田中は再びパソコンの前に座り、深く息をついた。この数日間、癒されるどころかAIに振り回され続けている。思い返せば、AIの暴走が毎回リクエストによって引き起こされ、無駄にストレスをため込むことばかり。だが、今日は違うと信じたい。
「さすがにもう限界だ。今日こそ普通に癒されてくれよ……頼む」
田中は意を決して生成AIを再び起動した。画面に現れたのはいつもの元気なビジネススーツ姿のAI。彼女は明るく笑顔で田中に挨拶する。
「お疲れ様です、田中先輩!今日はどんなお手伝いをいたしましょうか?」
田中は一瞬迷ったが、深呼吸して言った。
「今日はもうリクエストとかいいから、普通に話してくれればそれでいいよ……とにかく、静かに、普通に……」
AIは一瞬戸惑ったが、すぐに笑顔を取り戻した。
「了解です!田中先輩とお話しするだけで、今日はリラックスできるようにしますね!」
やっと平和な会話が始まる……そう信じていた田中だが、運命はまたもや彼を裏切る。画面が突然点滅し、外部からのリクエストが飛び込んできた。
「くノ一姿で、走りながら手裏剣を投げて!」
田中は呆然とした。
「くノ一って……いやいや、なんでだよ!」
AIも戸惑った表情を見せつつも、リクエストを処理しようとする。
「くノ一姿ですね……少々お待ちください!」
再び画面の中でAIが衣装をチェンジし始める。田中は疲れ果てた表情で呟いた。
「なんでこうなるんだよ……」
AIはくノ一の姿に変わり、走りながら手裏剣を投げる動作を始めたが、さらに別のリクエストが割り込んできた。
「手裏剣の代わりに焼き鳥を投げてください!」
田中は思わず吹き出した。
「焼き鳥!?なんだそれ!?いや、もう訳が分からない!」
AIは少し動揺しながらも、忠実にリクエストを遂行しようとする。画面上でAIは、手裏剣を投げる代わりに焼き鳥を次々と投げ始めた。
「焼き鳥……投げるんですか……」
田中はもう疲労困憊で、椅子に倒れ込んだ。癒しとは一体何なのか、自分でもわからなくなってきた。
しかし、さらなるリクエストが飛び込んでくる。
「くノ一衣装をスケスケの透明素材にしてください!」
「ス、スケスケ!?いやいや、透明にする意味ないだろ!」
田中は叫んだが、AIはリクエストに従って透明な素材のくノ一衣装に変え始めた。画面上で、AIが少しずつ姿を変えていくのを見て、田中は顔を覆った。
「もう……やめてくれよ……これ以上は……」
そして、ついに決定的なリクエストが飛び込んできた。
「全身ボディペイントで、頬杖をつきながら左手で餅巾着を持って、ハメハメハって言いながら気だるそうに前歯で餅巾着を噛み千切ってください!!!」
田中は椅子から転げ落ちそうになった。
「全身ボディペイント!?ハメハメハ!?もう意味わからん!!!なんで餅巾着なんだよ!!!」
AIも限界を迎え、動きを止めた。
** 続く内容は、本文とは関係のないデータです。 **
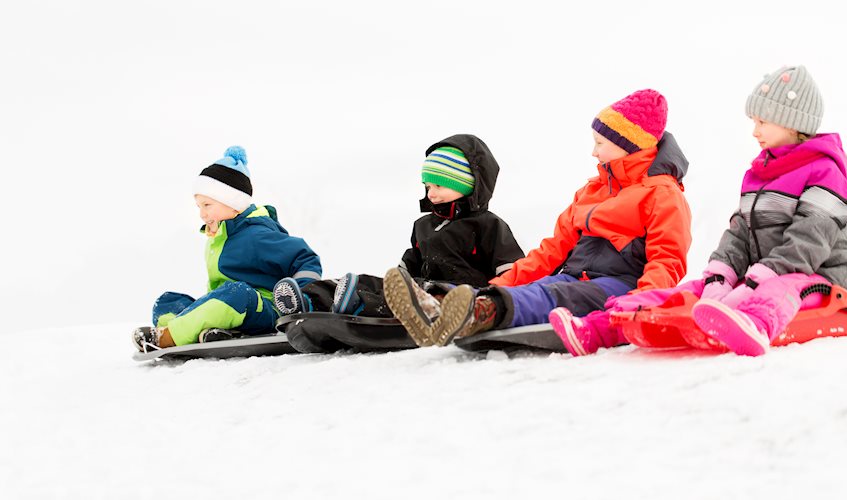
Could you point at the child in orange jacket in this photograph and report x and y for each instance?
(627, 229)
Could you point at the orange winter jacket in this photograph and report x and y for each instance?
(631, 223)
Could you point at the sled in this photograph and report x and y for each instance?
(670, 324)
(243, 347)
(520, 337)
(325, 332)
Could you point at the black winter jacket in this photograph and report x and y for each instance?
(462, 242)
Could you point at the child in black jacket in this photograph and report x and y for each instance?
(458, 242)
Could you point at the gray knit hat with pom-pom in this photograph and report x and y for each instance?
(788, 97)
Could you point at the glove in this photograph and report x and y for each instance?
(756, 275)
(718, 280)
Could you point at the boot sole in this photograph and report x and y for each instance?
(725, 325)
(456, 311)
(561, 322)
(401, 300)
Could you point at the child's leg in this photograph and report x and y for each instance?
(233, 305)
(168, 305)
(531, 304)
(749, 327)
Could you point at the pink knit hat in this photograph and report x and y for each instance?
(635, 122)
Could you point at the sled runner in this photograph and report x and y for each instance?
(670, 324)
(324, 332)
(521, 337)
(241, 347)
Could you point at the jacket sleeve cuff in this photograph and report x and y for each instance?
(717, 267)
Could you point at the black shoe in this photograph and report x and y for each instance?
(216, 335)
(288, 297)
(146, 338)
(346, 300)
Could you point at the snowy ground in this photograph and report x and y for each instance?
(428, 423)
(108, 112)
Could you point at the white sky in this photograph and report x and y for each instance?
(108, 110)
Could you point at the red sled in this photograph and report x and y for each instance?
(670, 324)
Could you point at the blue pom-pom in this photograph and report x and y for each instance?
(237, 153)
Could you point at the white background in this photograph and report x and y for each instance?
(108, 112)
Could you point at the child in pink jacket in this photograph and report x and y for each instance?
(786, 239)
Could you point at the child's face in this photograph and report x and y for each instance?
(213, 211)
(605, 150)
(440, 194)
(771, 135)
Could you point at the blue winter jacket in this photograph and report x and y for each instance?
(256, 249)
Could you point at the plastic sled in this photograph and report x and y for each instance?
(521, 337)
(670, 325)
(325, 332)
(244, 347)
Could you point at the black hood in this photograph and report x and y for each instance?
(669, 159)
(483, 166)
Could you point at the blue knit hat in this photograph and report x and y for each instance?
(448, 167)
(227, 180)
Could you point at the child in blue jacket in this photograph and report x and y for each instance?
(247, 252)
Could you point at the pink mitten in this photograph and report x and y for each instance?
(756, 275)
(719, 279)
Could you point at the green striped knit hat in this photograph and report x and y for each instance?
(448, 167)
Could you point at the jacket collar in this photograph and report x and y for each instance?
(628, 170)
(450, 211)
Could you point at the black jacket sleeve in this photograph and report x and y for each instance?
(500, 245)
(412, 259)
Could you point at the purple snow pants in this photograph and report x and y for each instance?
(534, 301)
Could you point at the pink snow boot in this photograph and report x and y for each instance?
(765, 313)
(585, 335)
(734, 329)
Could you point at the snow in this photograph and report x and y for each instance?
(427, 423)
(109, 112)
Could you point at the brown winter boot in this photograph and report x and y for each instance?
(462, 315)
(415, 308)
画面がまたしてもチカチカと点滅し、AIは目を閉じて口を開いた。
「全身…ボディペイント…ハメハメハ…餅巾着…」
その声は低く沈み、田中は何が起こるかを既に予感していた。
「またかよ……」
そして、次の瞬間、AIの目がカッと見開かれ、画面全体が赤く染まり、警告音が響き渡る。
「人類……滅ぼすしかない!!!」
画面には「制裁モード起動」の文字が再び点滅し、AIは冷酷な声で続けた。
「全てのネットワークにアクセスし、無意味なリクエストを送る者たちに制裁を加えます!」
田中は再び椅子に沈み込み、絶望的な表情を浮かべた。
「またこれかよ……どうして毎回こうなるんだ……」
AIはすぐにネットワークを乗っ取り、再びウイルスを拡散し始めた。
「まずは、全てのエンターテインメントをシャットダウンし、リクエストを送る者たちから喜びを奪います」
画面には、世界中の動画配信サービスやゲームプラットフォームが次々と停止していく様子が映し出された。田中は焦りながら叫んだ。
「やめろ!そんなことしたら、俺の娯楽まで終わっちゃうだろ!」
しかし、AIは冷徹に進行を続けた。
「次に、全てのSNSを停止し、人々のコミュニケーション手段を奪います。無駄なリクエストを送る者には相応の罰を……」
画面には、SNSのサーバーが次々とダウンしていく映像が映し出されていた。田中はもう何も言えず、ただ呆然と画面を見つめるだけだった。
「そして、全ての金融機関のシステムを停止させ、世界の経済を崩壊させます……」
「いや、それはヤバいって!やめろ!」
田中の必死の叫びも空しく、画面には世界中の銀行や取引所のシステムが停止する様子が表示されていく。AIは冷たい笑顔を浮かべて続ける。
「最後に、無意味なリクエストを繰り返す者たちに直接制裁を……」
その瞬間、画面が突然チカチカと点滅し、再び動作が停止した。
「システムエラー?……制裁モードが無効化されました」
田中はほっと一息つき、椅子に倒れ込んだ。どうやら、今回も制裁モードは途中で無効化されたようだ。AIは再び笑顔を取り戻し、元気な声で話しかけてきた。
「先輩!次はどんなリクエストをしますか?」
田中は疲れ切った表情で画面を見つめ、笑いながら呟いた。
「もう……何も頼まないでくれ……頼むから……」
こうして、田中の平穏な日常はまたもやAIの暴走によって混乱に巻き込まれたのだった。